The total of your itemized deductions might not work out to more than the standard deduction you're entitled to for your filing status. It would be counterproductive to itemize in this case because you'd be paying tax on more income than you have to.
How Retirement Taxes Are Calculated
The factor that's most often overlooked in retirement planning is the way in which your Social Security benefits will be taxed. Careful tax-planning prior to retirement can give many future retirees an opportunity to reduce the amount of their Social Security benefits that will be taxed.
Taxation of benefits is governed by federal guidelines. Up to 50% of your benefits might be taxable if you have income—including half your benefits—between $25,000 and $34,000 in 2020 if you're single, head of household, or a qualifying widow(er). This rule also applies to some married filing separately taxpayers. It can increase to 85% of your benefits if your income including half of your benefits is more than $34,000.
The $34,000 limit increases to $44,000 in 2020 if you're married and if you and your spouse file a joint return.
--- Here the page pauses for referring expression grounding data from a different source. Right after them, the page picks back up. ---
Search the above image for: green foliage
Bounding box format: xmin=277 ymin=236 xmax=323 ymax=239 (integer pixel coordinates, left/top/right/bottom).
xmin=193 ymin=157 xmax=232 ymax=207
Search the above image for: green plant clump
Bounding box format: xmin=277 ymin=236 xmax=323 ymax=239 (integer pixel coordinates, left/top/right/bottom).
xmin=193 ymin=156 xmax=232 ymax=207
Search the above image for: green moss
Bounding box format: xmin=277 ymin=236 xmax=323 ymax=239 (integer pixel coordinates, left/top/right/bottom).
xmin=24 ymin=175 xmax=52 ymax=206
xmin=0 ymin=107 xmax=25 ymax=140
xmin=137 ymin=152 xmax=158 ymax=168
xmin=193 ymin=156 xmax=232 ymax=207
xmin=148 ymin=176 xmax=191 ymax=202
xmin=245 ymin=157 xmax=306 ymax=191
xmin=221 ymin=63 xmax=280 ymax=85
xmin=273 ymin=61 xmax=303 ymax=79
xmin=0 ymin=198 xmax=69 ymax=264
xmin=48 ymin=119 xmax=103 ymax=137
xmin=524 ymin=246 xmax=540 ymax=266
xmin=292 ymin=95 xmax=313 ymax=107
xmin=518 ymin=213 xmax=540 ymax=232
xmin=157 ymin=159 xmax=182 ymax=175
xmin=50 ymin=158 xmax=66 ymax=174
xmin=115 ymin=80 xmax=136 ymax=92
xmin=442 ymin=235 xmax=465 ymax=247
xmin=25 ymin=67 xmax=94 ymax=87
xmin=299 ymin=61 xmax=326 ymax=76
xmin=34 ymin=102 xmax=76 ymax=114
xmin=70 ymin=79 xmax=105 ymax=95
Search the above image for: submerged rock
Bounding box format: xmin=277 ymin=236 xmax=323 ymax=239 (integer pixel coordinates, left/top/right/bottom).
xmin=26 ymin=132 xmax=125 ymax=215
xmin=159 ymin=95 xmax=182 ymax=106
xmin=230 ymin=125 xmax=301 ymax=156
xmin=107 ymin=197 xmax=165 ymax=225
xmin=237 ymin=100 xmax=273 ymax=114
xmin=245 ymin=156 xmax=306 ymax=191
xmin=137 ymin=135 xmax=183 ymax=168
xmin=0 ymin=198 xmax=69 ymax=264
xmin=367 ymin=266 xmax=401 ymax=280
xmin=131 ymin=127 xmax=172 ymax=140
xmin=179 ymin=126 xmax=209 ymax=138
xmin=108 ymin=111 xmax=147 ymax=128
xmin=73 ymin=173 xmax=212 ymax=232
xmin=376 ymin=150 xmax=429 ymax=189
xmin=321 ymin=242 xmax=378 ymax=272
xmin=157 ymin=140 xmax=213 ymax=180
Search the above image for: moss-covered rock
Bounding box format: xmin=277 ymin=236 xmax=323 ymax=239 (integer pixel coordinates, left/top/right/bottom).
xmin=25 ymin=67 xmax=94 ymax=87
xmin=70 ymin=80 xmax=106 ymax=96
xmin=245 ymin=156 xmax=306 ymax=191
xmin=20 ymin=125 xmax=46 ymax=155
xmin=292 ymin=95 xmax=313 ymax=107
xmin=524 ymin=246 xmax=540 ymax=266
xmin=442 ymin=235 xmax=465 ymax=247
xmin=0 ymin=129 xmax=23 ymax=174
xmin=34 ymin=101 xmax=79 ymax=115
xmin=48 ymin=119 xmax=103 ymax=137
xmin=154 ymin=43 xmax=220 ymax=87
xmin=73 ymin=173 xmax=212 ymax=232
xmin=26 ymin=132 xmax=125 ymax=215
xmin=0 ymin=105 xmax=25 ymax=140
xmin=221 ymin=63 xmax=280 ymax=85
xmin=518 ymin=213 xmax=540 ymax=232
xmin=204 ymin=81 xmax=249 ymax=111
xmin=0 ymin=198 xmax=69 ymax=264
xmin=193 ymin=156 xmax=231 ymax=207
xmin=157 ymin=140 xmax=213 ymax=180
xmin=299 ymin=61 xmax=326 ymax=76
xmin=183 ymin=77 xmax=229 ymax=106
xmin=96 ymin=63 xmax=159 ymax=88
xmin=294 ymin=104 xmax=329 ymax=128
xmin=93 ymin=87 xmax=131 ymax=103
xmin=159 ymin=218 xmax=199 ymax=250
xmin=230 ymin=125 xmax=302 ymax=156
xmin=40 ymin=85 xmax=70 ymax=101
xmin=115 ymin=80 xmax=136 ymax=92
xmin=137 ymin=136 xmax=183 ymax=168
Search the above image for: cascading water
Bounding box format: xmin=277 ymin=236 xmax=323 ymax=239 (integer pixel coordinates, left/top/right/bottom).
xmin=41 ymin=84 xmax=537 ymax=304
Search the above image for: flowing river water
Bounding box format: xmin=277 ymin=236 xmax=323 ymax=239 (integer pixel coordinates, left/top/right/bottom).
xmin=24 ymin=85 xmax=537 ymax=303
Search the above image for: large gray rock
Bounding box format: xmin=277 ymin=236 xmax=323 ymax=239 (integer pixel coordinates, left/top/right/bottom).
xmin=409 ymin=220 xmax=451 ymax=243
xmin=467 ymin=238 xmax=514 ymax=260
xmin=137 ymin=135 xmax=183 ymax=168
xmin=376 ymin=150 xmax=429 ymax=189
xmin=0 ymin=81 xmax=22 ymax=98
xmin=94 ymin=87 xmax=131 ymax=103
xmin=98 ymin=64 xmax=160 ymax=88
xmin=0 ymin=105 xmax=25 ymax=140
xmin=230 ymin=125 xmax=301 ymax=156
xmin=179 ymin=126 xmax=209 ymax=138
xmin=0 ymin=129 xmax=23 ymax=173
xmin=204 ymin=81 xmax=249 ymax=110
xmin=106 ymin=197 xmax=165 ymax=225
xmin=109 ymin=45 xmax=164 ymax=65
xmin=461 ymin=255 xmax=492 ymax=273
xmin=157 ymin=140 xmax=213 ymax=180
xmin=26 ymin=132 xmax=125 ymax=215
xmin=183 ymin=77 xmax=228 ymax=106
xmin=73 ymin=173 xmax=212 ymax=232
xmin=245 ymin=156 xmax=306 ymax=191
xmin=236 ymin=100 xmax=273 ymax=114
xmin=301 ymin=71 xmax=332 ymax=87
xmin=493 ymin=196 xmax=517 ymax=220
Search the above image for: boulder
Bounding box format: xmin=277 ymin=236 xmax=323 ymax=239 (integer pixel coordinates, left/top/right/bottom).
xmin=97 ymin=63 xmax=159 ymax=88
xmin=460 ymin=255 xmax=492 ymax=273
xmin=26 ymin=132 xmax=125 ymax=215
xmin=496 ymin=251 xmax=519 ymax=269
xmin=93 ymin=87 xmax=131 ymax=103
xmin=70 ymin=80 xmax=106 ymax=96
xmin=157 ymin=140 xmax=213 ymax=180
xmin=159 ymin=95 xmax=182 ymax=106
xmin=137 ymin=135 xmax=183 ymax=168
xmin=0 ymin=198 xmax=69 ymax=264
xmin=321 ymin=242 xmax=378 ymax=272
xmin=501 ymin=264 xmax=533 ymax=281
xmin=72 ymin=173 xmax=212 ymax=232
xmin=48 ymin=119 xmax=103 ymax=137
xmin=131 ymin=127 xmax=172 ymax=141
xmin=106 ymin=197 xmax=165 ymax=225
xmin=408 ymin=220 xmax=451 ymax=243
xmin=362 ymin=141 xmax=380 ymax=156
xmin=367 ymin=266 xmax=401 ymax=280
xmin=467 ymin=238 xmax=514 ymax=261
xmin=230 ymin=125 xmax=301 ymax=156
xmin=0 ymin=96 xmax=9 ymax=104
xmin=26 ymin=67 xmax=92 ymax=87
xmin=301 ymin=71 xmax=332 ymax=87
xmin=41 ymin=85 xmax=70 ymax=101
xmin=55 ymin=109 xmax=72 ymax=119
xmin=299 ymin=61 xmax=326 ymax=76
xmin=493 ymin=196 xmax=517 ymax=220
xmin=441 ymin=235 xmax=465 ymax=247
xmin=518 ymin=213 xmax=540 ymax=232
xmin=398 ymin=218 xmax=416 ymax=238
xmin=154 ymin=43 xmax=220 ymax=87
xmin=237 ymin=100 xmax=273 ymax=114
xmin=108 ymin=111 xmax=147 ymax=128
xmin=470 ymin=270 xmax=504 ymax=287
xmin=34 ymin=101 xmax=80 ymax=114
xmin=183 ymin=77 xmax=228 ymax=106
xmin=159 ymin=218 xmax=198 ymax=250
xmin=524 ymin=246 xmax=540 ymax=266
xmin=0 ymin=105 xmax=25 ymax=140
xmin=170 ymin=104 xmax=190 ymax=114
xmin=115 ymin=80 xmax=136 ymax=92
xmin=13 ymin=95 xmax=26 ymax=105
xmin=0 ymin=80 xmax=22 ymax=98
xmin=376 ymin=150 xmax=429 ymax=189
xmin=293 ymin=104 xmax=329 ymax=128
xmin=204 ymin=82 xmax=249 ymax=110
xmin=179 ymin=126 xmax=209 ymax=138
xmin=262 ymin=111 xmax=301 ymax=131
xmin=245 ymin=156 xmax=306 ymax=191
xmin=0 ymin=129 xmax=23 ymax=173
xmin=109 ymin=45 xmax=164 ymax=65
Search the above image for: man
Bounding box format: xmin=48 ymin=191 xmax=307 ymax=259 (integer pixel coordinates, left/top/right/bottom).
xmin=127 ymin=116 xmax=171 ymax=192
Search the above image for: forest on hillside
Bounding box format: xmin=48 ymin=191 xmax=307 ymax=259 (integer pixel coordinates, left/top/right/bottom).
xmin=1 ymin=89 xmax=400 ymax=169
Jim Blankenship, CFP shows an example of how this works in his book, "A Social Security Owner’s Manual." One retiree pays about $96,000 less in taxes by rearranging when and how they take their different sources of retirement income. It can be helpful to read up on case studies to see how you compare. You can then take necessary actions before retirement.
Tax-Planning Saves Money
Two types of tax planning can help you reduce retirement taxes and increase your after-tax retirement income:
- Long range tax-planning provides general guidance as to how much you should withdraw from which accounts from year to year, and how to coordinate your sources of income with your Social Security benefits to deliver more after-tax income.
- Annual tax-planning addresses how tax rates and deductions can change each year. Annual tax planning that's done in the fall can uncover tax-planning opportunities that wouldn't be discovered with long-range tax-planning alone.
Long Range Tax Bracket Planning
Long-range tax-planning looks at your projected tax rates and sources of income. It shows how you might rearrange your sources of income to deliver more after-tax income.
This type of planning requires software or a spreadsheet that contains detailed tax calculations to show you the amount of after-tax income you can have by taking one course of action versus another. Long-range tax-planning helps reduce your retirement taxes in two ways:
- You can design a general strategy about when to withdraw money from which types of accounts to keep you in the lowest tax bracket possible.
- It can show you how to allocate investments across your tax-deferred vs. after-tax accounts to reduce your tax burden over your retirement years.
Annual Tax Bracket Planning
Annual tax-planning can help you uncover opportunities to:
- Withdraw money from an IRA, or convert IRA money to a Roth IRA, and pay little to no tax in years when your deductions are high and your other sources of income are low
- Realize capital losses to offset capital gains, or create a capital loss carryover
- Use years with high itemized deductions to your advantage
- Fund the type of account—Roth or Traditional IRA or 401(k)—that will provide the most long-term tax benefit to you based on your tax situation in that year
Get Help with Retirement Tax-Planning
It's difficult to do smart tax-planning without professional assistance. Remember when you seek help that many people who call themselves financial advisors work for big investment firms or banks that prohibit them from offering tax advice.
Find either a CPA or tax professional that has their PFS designation and actively does the type of long-range tax-planning you're looking for, or a retirement planner that practices independently. They should have a background in taxation and a process in place to identify tax-planning opportunities. "PFS" designates a credentialed personal financial planner.